Death of Memory
Not only people die and it hurts when they go. Institutions can die as well and it hurts too. Sometimes it does much more than hurt. It shocks and it makes one aware of dangerous realities. The process of mourning loss can be linked with an acute insight into something deeply disturbing: The attack on memory, history and sense of identity. What is even more disturbing is the growing awareness that someone can pull the plug and cut us off from precious memory. With this insight goes the shocking awareness that one has entrusted one’s memory to someone else who can wipe it out. This obituary draws attention to how our own memory and the place where it is stored can be outside of our control. This is the story of a photographic website which for more than 20 years has become the perhaps most important and respected storage place for information about digital photography and its history. It is the shocking story of our digital memory when its storage is not under our own control. Very little of our digital history is under our own control.

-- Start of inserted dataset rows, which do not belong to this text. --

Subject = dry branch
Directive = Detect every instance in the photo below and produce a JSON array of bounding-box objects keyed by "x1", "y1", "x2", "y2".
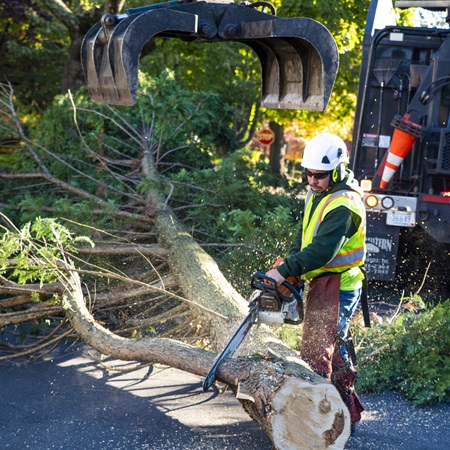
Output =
[{"x1": 61, "y1": 264, "x2": 350, "y2": 450}]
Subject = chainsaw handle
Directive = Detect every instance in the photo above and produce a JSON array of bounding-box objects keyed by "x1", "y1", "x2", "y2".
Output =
[{"x1": 251, "y1": 272, "x2": 302, "y2": 304}]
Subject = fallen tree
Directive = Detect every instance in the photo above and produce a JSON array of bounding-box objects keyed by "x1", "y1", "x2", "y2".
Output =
[
  {"x1": 0, "y1": 83, "x2": 350, "y2": 450},
  {"x1": 60, "y1": 250, "x2": 350, "y2": 450}
]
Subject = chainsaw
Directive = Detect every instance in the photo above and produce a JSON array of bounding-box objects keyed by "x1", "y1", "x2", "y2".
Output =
[{"x1": 203, "y1": 272, "x2": 304, "y2": 392}]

It is naive to think it is safe with Google or Amazon or any of the providers of digital space and storage for which we often do not even have to pay. Even if we are paying for it there is no guarantee that our memory is realy in good hands and that its history is preserved and protected.
Tony Northrup’s obituary for DPReviews on YouTube – Amazon deleted DPReview. Seriously. – offers an excellent starting point for anyone who needs information and enlightenment.
UPDATE: The ressurection of DPReview as archive. However, this does not change anything when it comes to the question of the life and death of digital memory.